Here at Abbott Lane you'll find my thoughts on these topics and much more. Thanks for stopping by to visit!

Hot Combs & Space Ships



To be 100% honest with you dear readers, I haven't picked up a camera in MONTHS. I think the last time was when I was in Bali earlier this year (Feb/Mar). It's been even longer since I made something that wasn't travel or portrait related. Something just for myself; something that speaks about me and my life from a core place. And to be honest, I miss making art. I miss wrestling with ideas and concepts and trying to shoot them in a way that says something, but still leaves a lot for the viewer with something to think about.

The piece above, which I shot in 2013, is called The Challenger. I was going through a box of old hair-related things at my mom's house, and came across this battered and scorched hot comb.

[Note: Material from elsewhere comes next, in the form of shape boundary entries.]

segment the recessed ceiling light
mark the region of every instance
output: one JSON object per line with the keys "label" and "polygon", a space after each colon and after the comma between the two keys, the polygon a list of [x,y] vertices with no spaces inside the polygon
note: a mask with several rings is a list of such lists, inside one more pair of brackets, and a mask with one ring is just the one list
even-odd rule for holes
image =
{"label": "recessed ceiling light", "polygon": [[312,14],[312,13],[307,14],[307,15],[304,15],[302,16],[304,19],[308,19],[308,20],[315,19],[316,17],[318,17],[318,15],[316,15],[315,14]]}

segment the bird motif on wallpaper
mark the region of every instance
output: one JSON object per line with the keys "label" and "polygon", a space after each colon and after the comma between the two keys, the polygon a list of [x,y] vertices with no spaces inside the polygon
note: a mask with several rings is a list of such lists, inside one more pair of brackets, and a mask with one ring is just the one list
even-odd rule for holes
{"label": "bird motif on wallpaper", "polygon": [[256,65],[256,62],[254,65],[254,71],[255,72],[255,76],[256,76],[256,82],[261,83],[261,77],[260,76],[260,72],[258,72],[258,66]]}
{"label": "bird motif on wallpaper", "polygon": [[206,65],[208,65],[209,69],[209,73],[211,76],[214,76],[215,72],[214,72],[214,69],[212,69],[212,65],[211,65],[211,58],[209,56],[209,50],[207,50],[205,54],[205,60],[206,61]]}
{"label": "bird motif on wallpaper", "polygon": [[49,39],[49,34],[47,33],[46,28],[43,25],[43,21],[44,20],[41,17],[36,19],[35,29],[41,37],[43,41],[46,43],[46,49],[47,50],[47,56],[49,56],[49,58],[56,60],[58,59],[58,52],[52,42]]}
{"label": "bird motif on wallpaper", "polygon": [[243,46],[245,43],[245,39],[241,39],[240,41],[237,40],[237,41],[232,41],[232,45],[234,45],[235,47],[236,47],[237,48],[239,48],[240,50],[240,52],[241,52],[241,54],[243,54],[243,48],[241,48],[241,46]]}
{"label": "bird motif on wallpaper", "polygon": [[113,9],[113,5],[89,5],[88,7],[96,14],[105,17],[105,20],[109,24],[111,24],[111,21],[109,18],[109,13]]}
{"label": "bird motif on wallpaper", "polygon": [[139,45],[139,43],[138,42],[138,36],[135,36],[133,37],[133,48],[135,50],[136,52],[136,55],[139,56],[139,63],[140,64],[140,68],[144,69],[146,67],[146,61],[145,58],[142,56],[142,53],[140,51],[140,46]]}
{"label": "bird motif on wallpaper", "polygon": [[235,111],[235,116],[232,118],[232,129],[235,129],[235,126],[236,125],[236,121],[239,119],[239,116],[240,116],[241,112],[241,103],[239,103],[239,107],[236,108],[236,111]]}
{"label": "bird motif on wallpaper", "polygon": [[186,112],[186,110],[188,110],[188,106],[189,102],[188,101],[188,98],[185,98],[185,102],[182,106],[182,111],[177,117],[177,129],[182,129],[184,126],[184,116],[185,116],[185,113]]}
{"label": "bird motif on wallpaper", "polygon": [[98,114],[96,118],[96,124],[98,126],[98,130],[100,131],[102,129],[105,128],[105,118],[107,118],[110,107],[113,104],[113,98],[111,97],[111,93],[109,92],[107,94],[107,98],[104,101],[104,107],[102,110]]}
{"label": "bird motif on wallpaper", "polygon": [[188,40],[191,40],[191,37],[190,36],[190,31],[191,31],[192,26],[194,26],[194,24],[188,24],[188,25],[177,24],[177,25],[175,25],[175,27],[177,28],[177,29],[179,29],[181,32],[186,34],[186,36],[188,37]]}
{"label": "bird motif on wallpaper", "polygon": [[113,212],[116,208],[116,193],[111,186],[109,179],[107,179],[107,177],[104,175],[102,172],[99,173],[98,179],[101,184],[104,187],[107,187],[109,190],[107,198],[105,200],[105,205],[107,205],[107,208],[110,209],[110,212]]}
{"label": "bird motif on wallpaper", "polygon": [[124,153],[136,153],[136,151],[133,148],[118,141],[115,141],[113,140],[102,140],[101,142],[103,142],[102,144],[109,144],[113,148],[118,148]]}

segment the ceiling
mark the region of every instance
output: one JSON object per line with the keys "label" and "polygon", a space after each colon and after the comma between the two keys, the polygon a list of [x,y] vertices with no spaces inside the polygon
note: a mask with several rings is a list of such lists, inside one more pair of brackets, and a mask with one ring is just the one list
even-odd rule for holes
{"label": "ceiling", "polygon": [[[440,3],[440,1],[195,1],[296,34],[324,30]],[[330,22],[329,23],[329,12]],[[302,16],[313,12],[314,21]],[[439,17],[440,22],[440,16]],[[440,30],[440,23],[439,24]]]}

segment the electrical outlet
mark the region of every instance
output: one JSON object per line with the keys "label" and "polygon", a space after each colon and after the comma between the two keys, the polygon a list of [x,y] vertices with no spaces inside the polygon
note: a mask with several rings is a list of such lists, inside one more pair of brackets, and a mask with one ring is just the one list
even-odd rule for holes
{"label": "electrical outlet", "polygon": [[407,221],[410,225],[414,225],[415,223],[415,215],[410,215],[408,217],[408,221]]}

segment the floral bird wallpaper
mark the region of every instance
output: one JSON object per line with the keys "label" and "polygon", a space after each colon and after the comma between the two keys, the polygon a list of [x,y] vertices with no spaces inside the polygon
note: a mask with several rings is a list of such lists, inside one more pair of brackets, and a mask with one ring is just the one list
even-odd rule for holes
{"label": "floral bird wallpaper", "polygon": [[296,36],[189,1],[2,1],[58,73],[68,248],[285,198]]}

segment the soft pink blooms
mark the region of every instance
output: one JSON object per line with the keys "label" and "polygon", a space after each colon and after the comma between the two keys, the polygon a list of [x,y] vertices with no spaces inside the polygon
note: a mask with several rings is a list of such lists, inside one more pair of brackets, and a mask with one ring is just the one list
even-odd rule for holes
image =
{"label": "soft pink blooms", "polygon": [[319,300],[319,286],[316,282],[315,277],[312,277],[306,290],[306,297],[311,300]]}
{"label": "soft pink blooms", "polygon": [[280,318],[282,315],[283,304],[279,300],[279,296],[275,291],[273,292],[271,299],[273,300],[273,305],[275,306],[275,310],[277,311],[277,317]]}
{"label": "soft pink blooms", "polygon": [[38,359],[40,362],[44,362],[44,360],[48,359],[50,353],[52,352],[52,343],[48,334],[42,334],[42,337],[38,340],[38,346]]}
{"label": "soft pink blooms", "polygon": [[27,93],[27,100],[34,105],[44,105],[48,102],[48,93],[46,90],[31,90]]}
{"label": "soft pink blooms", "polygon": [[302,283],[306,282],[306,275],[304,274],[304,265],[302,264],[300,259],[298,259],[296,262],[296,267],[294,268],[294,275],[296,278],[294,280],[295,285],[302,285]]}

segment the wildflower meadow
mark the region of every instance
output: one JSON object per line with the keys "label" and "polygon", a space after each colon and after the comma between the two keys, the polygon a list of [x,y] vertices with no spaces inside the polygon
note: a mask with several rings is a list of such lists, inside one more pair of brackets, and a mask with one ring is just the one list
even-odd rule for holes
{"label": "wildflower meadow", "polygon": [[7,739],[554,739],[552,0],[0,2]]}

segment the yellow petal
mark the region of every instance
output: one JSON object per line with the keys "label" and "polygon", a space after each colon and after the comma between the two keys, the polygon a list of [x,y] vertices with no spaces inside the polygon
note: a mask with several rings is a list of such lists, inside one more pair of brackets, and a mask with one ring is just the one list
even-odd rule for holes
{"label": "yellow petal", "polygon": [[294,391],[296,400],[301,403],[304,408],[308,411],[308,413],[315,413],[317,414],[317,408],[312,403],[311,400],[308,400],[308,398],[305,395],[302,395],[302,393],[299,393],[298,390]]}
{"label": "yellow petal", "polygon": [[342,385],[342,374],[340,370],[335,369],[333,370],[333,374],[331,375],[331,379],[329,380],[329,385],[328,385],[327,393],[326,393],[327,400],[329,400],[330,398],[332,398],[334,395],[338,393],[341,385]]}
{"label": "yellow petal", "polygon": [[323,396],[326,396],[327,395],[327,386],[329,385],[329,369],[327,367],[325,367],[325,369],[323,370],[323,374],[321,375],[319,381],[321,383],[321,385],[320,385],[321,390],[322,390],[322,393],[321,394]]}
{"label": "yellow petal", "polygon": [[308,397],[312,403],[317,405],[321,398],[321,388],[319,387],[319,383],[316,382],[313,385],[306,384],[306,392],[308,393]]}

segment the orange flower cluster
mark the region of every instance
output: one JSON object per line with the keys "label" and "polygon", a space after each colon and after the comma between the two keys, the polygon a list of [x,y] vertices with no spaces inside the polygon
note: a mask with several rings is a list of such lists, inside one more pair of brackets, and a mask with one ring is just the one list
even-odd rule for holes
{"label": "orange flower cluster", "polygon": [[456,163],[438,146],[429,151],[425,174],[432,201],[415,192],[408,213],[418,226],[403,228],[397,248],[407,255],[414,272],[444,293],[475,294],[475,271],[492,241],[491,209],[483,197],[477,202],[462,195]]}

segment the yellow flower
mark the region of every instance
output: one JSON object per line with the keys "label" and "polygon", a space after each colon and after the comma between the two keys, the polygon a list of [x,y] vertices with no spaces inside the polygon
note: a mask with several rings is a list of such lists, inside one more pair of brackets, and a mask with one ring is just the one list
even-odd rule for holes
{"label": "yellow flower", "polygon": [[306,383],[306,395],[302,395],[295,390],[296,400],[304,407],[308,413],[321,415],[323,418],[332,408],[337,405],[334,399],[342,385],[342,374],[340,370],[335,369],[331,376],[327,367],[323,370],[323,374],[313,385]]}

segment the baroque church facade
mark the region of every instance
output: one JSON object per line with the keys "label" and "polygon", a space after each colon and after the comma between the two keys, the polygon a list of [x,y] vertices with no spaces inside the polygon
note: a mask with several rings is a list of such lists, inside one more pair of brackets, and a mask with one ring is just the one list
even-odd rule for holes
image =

For those unfamiliar, hot combs were commonplace when I was a kid. You'd place the comb in the open flame of your stove, wait for it to get hot, then pull it off. After letting it cool - for just a second! - you'd run it through the hair from root to edge. The goal? Bone straight hair.

This was something I grew up having done fairly regularly, and it was always a bit of a precarious and terrifying experience to have a smoking metal comb just centimeters away from my scalp. You didn't dare move. And as good as my mom was at the process, there were occasions where I'd get burned. It's just how it was. It was the process we went through to have "tamed" hair; hair that wasn't "kinky" or "nappy" or "out of control"; hair that was acceptable to white society, and thereby, to society at large.

So yes, this image is about black hair. It's about being a black woman and beauty and danger and identity and the things blacks often do, willingly or otherwise, to fit into a world not built for them. But my intention was for this image to vibrate with double meaning. It was in 1986 that The Challenger explosion took place. I was nine years old, fascinated by space travel, and devastated by the tragedy. On that flight was Ron McNair, a 35-year old physicist, saxophonist and mission specialist. He was only the second African-American in NASA's history to travel space.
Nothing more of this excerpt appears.